# Tanning



## ♥Jovial♥ (Feb 25, 2007)

Hi,

I am feeling very pasty .... caught sight of myself in the mirror and oooooh it wasn't good    I am thinking a bit of colour will help (as would shifting 3 stone)  , can anyone recommend anything?

Not really used sunbeds before but am considering it .... or should I try to stick to applying fake tan?  I've tried the holiday sun stuff but never really made much difference    Though I was never that consistant in using it. 

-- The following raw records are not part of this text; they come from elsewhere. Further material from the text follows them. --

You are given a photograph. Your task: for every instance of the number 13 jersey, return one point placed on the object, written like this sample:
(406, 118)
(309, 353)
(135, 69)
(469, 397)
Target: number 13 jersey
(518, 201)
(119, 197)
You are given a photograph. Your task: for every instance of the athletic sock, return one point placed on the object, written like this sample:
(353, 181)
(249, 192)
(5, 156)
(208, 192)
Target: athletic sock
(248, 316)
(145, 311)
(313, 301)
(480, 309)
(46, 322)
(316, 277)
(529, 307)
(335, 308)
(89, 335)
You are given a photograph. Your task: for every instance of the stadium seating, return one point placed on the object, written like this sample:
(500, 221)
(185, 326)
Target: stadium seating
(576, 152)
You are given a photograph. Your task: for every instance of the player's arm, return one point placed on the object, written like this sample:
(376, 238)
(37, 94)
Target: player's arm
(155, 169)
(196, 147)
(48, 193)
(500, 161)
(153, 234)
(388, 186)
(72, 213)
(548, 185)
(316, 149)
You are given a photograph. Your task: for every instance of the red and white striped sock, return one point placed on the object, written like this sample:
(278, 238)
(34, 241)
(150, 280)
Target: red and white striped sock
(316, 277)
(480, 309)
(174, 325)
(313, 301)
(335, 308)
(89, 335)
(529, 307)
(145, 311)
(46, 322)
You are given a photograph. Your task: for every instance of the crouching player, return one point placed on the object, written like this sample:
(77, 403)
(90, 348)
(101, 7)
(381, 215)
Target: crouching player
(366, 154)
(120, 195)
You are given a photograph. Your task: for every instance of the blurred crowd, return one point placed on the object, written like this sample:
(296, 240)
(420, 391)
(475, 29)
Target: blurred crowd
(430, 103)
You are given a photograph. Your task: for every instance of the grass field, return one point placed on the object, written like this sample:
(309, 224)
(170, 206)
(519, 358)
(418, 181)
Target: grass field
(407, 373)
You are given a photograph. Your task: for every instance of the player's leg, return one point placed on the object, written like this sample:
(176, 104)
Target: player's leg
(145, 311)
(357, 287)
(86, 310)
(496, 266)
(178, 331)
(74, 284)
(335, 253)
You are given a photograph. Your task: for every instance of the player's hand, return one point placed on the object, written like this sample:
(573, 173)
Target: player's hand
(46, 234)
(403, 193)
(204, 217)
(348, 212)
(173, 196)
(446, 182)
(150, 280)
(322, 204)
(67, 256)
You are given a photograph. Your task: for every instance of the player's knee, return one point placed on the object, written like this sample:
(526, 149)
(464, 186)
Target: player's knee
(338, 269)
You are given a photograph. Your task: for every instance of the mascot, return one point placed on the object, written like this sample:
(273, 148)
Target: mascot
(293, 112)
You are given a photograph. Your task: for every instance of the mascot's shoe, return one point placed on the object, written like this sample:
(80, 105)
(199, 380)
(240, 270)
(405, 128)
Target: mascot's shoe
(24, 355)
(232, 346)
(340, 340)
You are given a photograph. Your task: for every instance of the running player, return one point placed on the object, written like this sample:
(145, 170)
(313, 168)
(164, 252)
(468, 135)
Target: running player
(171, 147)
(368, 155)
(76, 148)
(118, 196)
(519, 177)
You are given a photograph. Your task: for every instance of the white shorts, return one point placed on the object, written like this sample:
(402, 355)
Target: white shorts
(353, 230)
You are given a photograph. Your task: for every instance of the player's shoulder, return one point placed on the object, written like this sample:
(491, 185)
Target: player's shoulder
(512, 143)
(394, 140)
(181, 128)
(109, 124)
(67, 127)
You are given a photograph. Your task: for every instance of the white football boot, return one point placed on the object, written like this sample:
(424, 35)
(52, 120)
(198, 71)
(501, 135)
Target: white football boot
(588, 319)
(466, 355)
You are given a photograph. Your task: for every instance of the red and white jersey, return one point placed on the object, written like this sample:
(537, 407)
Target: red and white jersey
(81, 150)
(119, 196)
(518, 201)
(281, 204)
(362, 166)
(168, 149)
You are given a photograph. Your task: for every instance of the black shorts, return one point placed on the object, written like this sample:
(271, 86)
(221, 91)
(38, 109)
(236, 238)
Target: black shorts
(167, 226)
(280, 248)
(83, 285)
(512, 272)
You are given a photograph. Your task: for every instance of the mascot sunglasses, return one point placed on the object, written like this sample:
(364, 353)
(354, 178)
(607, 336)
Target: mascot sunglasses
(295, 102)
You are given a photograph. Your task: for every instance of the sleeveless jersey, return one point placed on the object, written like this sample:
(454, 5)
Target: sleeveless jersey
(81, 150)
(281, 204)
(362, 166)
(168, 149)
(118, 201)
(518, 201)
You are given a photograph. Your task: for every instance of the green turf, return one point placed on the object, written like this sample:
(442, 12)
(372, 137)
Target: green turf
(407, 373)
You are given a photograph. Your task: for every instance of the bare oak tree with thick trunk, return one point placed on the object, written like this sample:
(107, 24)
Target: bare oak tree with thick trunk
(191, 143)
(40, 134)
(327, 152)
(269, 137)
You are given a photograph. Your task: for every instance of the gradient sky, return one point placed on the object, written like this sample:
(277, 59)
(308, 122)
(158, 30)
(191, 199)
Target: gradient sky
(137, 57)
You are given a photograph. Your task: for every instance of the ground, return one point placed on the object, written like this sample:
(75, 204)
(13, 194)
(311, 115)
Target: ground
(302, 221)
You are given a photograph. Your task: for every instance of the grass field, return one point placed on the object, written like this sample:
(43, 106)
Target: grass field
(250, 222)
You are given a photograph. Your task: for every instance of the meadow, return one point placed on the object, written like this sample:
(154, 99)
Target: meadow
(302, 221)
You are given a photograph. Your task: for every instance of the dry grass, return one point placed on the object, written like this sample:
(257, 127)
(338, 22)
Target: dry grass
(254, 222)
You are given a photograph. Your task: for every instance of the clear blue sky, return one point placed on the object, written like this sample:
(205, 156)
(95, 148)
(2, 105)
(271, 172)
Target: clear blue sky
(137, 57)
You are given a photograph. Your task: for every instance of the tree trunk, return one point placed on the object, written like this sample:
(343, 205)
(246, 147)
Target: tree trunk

Any thoughts most welcome!

Jovi x


----------



## ♥JJ1♥ (Feb 11, 2006)

Jovi I used to be a sunbed girl but since my donor's partner has a growth on his thigh I haven't been on one in years, I would really recommend having a spray tan done by the lady - ask around for a recommendation- St Tropez doesn't  really take on me, I have had a Fake Bake, and California Tan have a nice colour on me(not Tango) - I agree that looking a bit browner perks you us


----------



## ♥Jovial♥ (Feb 25, 2007)

Thanks JJ1 - how often does a spray one need doing?


----------



## ♥JJ1♥ (Feb 11, 2006)

exfoliate and then go best at the end of the day, keep it on overnight and then shower off, moisturise to prolong but about 5 days+
L x


----------



## sallywags (Jun 27, 2005)

I would definitely recommend a good spray tan - i have used sunbeds a few times years ago, and i have to say i absolutely loved it - it made me feel fabulous, but it's so not worth it now it is realised how great the risks are!

I try to ignore how pale i am these days....


----------